Initializing the Datastore

The application needs to be informed of the GormModule, and at startup include the HibernateDatastore in the registry. This is done in ratpack.groovy, like below. We also bootstrap a few persons in GORM, to have some data to serve.
// File: src/main/ratpack/ratpack.groovy
ratpack {
  bindings {
    module GormModule

    bindInstance new Service() {
      void onStart(StartEvent e) throws Exception {
          e.getRegistry().get(HibernateDatastore)

          Blocking.exec {
              Person.withNewSession {
                  if( !Person.count() ) {
                      new Person(firstName: "Bart", lastName: "Simpson").save(flush: true)
                      new Person(firstName: "Homer", lastName: "Simpson").save(flush:true)
                      new Person(firstName: "Liza", lastName: "Simpson").save(flush:true)
                  }
              }
          }
      }
    }
  }

  handlers {
    get {
        Blocking.get {
            Person.withNewSession {
                Person.list()
            }
        } then { names ->
            render(json(names))
        }
    }
  }
}
The handler is for demo purposes only.

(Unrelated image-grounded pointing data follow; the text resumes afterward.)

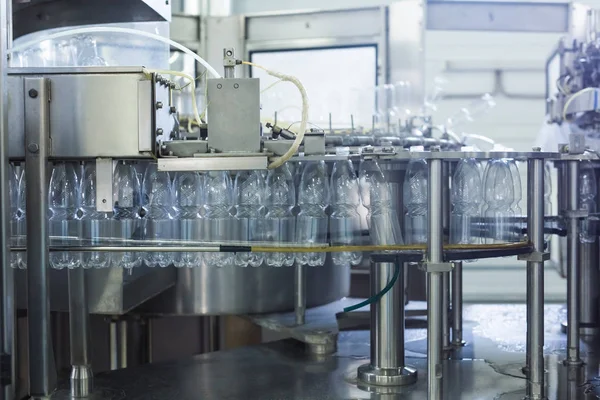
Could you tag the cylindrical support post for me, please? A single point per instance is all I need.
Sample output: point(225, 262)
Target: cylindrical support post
point(42, 372)
point(573, 276)
point(435, 255)
point(457, 334)
point(535, 272)
point(387, 331)
point(82, 377)
point(300, 294)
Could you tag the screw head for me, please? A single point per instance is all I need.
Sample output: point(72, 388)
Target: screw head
point(33, 147)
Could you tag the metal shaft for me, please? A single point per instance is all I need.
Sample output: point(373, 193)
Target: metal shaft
point(82, 377)
point(535, 271)
point(42, 373)
point(434, 281)
point(573, 275)
point(300, 293)
point(387, 337)
point(457, 335)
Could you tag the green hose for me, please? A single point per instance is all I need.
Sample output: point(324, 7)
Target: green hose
point(378, 296)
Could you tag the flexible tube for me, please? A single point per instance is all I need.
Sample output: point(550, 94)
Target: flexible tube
point(106, 29)
point(279, 161)
point(192, 84)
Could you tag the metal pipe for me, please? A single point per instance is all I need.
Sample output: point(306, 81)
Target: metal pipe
point(435, 254)
point(82, 376)
point(42, 373)
point(300, 294)
point(573, 276)
point(535, 271)
point(457, 322)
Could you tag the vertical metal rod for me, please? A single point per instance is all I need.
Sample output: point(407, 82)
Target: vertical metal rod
point(535, 270)
point(457, 335)
point(82, 377)
point(42, 373)
point(435, 254)
point(300, 293)
point(573, 275)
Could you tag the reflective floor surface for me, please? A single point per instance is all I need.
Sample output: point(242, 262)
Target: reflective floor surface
point(487, 368)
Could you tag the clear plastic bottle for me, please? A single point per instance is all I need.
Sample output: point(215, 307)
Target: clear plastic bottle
point(280, 223)
point(466, 201)
point(415, 201)
point(588, 191)
point(63, 225)
point(218, 190)
point(498, 197)
point(95, 225)
point(376, 195)
point(344, 221)
point(249, 194)
point(21, 219)
point(126, 218)
point(189, 201)
point(159, 218)
point(311, 222)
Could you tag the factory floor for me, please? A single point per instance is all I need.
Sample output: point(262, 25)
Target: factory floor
point(488, 367)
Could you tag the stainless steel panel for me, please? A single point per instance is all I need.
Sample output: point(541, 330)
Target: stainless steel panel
point(234, 115)
point(211, 291)
point(93, 114)
point(498, 16)
point(110, 291)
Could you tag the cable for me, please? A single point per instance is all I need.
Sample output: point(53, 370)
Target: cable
point(106, 29)
point(279, 161)
point(375, 298)
point(192, 83)
point(573, 97)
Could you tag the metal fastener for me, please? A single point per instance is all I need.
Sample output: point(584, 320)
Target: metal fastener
point(33, 147)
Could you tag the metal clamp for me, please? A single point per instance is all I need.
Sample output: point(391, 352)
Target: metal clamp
point(436, 267)
point(536, 256)
point(575, 214)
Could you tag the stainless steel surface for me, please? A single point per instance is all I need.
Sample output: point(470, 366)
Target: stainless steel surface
point(387, 367)
point(42, 373)
point(213, 291)
point(498, 16)
point(457, 306)
point(435, 237)
point(82, 377)
point(103, 120)
point(589, 293)
point(573, 275)
point(209, 162)
point(487, 368)
point(535, 287)
point(300, 293)
point(111, 291)
point(36, 15)
point(234, 115)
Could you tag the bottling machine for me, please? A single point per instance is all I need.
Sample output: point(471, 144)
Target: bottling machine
point(169, 251)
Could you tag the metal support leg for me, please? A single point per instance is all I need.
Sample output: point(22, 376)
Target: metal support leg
point(435, 255)
point(535, 272)
point(42, 371)
point(573, 276)
point(82, 377)
point(300, 294)
point(387, 332)
point(457, 335)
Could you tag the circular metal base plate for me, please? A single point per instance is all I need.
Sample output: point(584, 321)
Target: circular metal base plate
point(370, 375)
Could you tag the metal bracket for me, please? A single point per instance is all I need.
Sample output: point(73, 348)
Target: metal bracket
point(436, 267)
point(536, 256)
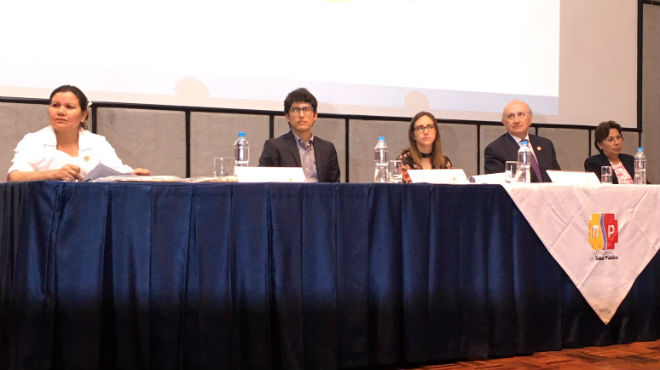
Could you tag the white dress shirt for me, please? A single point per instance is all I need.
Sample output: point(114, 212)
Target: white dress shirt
point(37, 151)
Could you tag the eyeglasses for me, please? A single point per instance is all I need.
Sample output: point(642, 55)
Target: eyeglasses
point(611, 139)
point(306, 109)
point(429, 126)
point(514, 115)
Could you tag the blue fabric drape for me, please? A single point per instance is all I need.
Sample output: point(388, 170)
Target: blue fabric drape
point(285, 276)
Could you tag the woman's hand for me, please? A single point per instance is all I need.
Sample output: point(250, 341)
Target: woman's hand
point(69, 172)
point(141, 172)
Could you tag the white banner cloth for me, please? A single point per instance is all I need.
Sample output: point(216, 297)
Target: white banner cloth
point(603, 236)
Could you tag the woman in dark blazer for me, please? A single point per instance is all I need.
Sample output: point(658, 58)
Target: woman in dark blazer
point(609, 143)
point(425, 151)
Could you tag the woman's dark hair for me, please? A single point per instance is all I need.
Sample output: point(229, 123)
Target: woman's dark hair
point(82, 99)
point(437, 156)
point(300, 95)
point(603, 131)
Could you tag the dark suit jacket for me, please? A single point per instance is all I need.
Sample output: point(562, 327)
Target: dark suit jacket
point(594, 163)
point(505, 148)
point(283, 152)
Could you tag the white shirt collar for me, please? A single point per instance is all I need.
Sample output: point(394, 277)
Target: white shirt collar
point(84, 138)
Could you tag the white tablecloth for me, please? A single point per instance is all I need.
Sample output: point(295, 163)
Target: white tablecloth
point(603, 236)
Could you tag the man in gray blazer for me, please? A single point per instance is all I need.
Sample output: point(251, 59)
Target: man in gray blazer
point(517, 118)
point(299, 147)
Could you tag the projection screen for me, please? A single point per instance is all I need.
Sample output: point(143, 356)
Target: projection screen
point(573, 61)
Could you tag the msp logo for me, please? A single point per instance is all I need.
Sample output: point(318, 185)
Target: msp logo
point(603, 235)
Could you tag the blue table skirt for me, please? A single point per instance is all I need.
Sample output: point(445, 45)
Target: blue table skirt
point(292, 276)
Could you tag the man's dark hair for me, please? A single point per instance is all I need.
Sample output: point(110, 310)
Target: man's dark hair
point(299, 95)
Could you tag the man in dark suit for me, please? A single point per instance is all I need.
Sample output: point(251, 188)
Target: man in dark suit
point(517, 118)
point(298, 147)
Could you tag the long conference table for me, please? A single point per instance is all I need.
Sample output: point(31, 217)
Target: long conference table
point(292, 276)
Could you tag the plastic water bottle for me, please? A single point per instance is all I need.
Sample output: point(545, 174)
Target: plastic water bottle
point(640, 166)
point(380, 159)
point(523, 173)
point(241, 151)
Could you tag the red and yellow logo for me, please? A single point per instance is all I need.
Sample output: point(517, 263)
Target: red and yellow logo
point(603, 231)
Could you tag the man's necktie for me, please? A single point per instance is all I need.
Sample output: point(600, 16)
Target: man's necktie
point(536, 168)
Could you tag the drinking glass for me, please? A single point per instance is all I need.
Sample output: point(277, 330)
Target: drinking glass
point(510, 168)
point(223, 166)
point(606, 174)
point(395, 171)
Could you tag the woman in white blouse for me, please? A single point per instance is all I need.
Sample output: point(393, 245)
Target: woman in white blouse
point(609, 142)
point(65, 150)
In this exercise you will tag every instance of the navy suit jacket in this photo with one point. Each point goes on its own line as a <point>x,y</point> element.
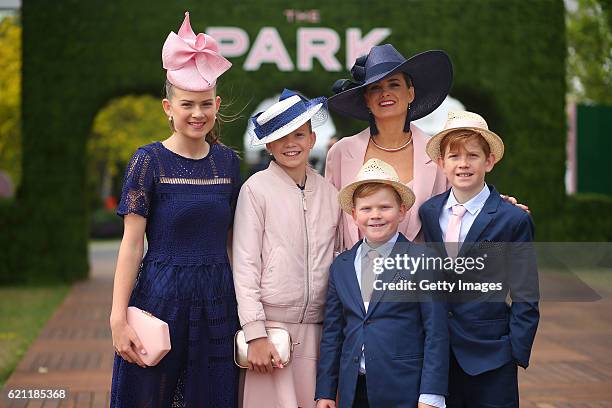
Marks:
<point>406,342</point>
<point>486,333</point>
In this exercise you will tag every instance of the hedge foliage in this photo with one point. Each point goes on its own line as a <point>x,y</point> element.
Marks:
<point>509,59</point>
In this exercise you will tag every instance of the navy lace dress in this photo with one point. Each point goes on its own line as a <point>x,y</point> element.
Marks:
<point>185,277</point>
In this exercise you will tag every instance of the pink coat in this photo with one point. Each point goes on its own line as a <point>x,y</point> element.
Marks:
<point>346,157</point>
<point>284,243</point>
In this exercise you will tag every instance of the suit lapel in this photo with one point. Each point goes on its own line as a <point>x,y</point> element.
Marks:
<point>432,211</point>
<point>483,219</point>
<point>388,275</point>
<point>349,277</point>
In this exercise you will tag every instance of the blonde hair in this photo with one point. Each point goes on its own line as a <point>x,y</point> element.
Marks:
<point>213,136</point>
<point>458,138</point>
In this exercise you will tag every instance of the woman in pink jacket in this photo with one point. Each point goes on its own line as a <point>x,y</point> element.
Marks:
<point>286,230</point>
<point>390,91</point>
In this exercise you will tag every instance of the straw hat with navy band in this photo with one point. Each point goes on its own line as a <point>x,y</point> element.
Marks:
<point>431,73</point>
<point>290,112</point>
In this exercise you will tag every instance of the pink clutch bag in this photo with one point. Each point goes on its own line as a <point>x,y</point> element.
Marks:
<point>152,332</point>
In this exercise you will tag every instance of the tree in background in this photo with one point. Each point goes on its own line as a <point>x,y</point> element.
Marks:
<point>589,40</point>
<point>10,97</point>
<point>125,124</point>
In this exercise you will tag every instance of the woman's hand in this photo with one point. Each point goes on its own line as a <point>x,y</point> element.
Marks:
<point>513,201</point>
<point>127,344</point>
<point>262,356</point>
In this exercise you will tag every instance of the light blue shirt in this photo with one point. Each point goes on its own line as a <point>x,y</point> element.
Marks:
<point>472,206</point>
<point>384,250</point>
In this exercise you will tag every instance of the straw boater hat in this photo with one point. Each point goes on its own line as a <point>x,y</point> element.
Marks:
<point>431,73</point>
<point>192,62</point>
<point>375,171</point>
<point>290,112</point>
<point>464,120</point>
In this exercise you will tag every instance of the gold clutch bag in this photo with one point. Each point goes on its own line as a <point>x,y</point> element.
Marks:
<point>277,335</point>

A standalone handler, with a corresponding service class should be created for real applications. Here any GET request just servers all persons in the database as json.

Testing the Application

It is easy to test the actual application using Spock, and the GroovyRatpackMainApplicationUnderTest. In the example below, we delegate a get request to Ratpacks build in http client, and verifies we actually gets the values from the database.
// File: src/test/groovy/demo/RatpackGormSpec.groovy
package demo

import groovy.json.JsonSlurper
import ratpack.groovy.test.GroovyRatpackMainApplicationUnderTest
import ratpack.test.http.TestHttpClient
import spock.lang.Specification
import spock.lang.AutoCleanup
import spock.lang.Shared

class RatpackGormSpec extends Specification {

    @AutoCleanup
    @Shared
    GroovyRatpackMainApplicationUnderTest aut = new GroovyRatpackMainApplicationUnderTest()

    @Delegate
    TestHttpClient client = aut.httpClient


    void "Test we get data from database"() {
        when:
        get()

        then:
        response.statusCode == 200

        when:
        def json = new JsonSlurper().parseText(response.body.text)

        then:
        json.size() == 3
        json*.firstName == ['Bart', 'Homer', 'Liza']
    }
}
The full sourcecode for this blog can be found at github.com/JacobAae/GORM6-Ratpack-example. In the README, there are details on creating the PostgreSQL database, or if you have docker installed, Gradle tasks are available to create and remove a dockerized database, for the demo application. The GORM documentation is available at gorm.grails.org.